As someone currently leading the development and rollout of customer-facing analytics tools for hundreds of thousands of users around the globe, this has always struck me as one of the great overlooked news opportunities.

It’s not just about providing a map about the planned subway routes, but using GIS/mapping capabilities to help people discover the various issues and opportunities with the different pathways for themselves, and how the decisions might impact them, their communities, businesses and friends.

It’s about allowing users to not just read a story about school tests scores and see a visual about the overall trends, it’s about users being able to see the trends for their specific schools and how they compare to years past and other schools. Articles, photos and videos help provide the context and bring people to life while the information application gives us the “facts” and numbers we need to make specific decisions.

And news organizations already have an existing model in the weather business. The meteorologist helps provide context about what’s going on.
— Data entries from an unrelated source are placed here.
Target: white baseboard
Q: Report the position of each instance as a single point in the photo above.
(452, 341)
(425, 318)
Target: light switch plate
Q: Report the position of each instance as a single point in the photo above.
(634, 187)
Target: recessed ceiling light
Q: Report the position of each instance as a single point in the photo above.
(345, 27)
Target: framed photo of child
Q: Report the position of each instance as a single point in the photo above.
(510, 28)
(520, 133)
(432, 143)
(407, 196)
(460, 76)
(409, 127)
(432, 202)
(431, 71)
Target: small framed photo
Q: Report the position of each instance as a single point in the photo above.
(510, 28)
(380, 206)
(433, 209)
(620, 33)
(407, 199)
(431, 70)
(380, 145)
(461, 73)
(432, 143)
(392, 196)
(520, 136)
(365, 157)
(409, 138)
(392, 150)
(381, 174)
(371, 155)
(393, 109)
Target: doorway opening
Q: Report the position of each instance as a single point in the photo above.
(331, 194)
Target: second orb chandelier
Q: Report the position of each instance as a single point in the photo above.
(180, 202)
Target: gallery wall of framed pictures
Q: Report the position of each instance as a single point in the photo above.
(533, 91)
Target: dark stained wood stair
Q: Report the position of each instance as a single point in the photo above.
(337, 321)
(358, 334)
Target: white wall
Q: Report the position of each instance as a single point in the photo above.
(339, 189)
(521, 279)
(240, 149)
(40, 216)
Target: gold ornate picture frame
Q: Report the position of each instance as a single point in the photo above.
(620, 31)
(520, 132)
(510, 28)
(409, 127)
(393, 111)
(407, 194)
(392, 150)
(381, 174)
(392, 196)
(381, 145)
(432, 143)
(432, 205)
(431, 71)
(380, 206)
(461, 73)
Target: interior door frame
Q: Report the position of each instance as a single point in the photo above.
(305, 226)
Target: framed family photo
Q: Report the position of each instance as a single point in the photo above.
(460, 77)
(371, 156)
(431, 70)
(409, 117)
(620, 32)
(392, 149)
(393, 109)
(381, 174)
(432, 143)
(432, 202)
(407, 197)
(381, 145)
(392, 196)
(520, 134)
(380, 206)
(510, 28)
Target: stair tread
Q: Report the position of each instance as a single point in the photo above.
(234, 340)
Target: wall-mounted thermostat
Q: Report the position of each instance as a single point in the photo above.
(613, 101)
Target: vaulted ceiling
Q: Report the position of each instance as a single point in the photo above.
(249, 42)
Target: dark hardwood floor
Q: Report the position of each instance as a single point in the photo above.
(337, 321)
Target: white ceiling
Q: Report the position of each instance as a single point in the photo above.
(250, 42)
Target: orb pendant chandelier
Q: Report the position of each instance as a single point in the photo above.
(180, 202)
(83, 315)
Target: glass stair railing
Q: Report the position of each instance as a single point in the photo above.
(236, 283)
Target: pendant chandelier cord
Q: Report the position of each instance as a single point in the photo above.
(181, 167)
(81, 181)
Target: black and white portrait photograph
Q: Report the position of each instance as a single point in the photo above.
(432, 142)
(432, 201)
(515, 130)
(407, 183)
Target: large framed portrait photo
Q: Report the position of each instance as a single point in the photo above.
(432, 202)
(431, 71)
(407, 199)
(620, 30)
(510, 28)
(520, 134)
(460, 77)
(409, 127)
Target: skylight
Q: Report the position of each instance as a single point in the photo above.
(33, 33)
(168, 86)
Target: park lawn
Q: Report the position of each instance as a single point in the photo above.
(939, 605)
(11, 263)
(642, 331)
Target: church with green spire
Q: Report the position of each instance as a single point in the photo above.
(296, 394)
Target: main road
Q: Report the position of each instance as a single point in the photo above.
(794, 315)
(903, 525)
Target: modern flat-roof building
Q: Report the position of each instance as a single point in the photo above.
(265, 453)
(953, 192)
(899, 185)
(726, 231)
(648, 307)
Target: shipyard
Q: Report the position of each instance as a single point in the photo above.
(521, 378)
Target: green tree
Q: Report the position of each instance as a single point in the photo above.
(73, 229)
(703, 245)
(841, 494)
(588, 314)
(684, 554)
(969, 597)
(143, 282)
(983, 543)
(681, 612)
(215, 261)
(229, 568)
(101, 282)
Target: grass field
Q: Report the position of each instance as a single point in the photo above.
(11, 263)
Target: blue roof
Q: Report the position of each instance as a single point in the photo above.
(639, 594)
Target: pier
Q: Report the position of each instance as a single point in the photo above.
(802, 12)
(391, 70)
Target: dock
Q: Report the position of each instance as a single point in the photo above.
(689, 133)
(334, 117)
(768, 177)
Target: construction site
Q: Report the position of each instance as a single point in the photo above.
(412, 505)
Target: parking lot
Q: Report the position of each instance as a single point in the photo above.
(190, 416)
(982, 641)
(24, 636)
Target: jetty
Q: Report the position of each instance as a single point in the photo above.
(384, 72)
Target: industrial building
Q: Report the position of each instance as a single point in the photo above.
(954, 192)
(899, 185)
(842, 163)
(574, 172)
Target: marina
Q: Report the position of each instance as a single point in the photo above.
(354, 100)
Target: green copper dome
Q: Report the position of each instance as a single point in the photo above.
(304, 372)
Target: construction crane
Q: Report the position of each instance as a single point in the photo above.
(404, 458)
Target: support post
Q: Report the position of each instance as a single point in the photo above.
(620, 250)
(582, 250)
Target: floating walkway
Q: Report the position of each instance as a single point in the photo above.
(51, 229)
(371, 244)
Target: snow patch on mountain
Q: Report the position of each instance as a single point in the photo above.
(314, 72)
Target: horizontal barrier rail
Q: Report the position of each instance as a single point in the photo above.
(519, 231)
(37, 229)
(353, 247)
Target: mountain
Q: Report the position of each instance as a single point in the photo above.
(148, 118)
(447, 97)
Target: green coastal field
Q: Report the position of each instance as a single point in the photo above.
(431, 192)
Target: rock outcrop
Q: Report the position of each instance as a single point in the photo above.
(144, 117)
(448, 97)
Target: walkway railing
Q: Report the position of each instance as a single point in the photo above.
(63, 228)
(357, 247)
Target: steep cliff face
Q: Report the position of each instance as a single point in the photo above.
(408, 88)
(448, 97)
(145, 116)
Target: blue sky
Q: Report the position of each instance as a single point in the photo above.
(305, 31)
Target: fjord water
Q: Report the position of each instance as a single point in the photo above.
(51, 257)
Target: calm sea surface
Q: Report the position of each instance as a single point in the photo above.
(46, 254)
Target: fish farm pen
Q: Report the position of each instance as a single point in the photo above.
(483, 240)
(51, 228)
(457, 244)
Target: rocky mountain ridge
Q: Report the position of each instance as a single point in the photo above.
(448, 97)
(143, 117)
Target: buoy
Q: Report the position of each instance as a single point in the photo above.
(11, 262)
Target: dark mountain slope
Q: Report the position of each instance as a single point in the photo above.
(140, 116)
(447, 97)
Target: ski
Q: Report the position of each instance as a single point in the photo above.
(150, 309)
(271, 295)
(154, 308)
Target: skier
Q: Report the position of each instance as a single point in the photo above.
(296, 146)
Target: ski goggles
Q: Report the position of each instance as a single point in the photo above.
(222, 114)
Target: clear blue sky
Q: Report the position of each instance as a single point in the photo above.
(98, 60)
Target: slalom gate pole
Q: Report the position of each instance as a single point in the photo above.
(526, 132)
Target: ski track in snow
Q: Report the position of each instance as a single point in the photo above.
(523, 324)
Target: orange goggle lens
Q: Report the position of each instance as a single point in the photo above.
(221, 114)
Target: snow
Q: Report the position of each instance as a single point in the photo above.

And then the forecasting software gives us the maps and forecasts specific to us.

Imagine if instead of a meteorologist with the latest tools, we had general assignment reporters without the latest and greatest Doppler radar technology helping us make weather decisions.

Envision an early spring evening when you turn on the TV news to find out the details of a dangerous storm heading our way so to decide whether your family should take shelter in the closet or not — and instead of a meteorologist giving you detailed visual information about the storm track and intensity, reporters with no meteorological training were interviewing various “experts” about the storm.

“Yes, it’s going to be a dangerous storm,” exclaims expert one.

“Well it shouldn’t really be that bad unless you’re in the impacted areas,” explains expert two.

“There you have it, it will be a stormy night,” explains the reporter.

Instead, you have come to expect trained experts using advanced analysis/visualization tools showing you the intensity and storm track so you can make potentially life or death decisions.

Unfortunately, this model only exists in TV news weather departments, but it’s a model well worth exploring in order to provide more value and help people make better decisions more easily.

So while better visuals are important, providing better tools and trained experts to help people make better decisions more easily, is what people expect in the information age.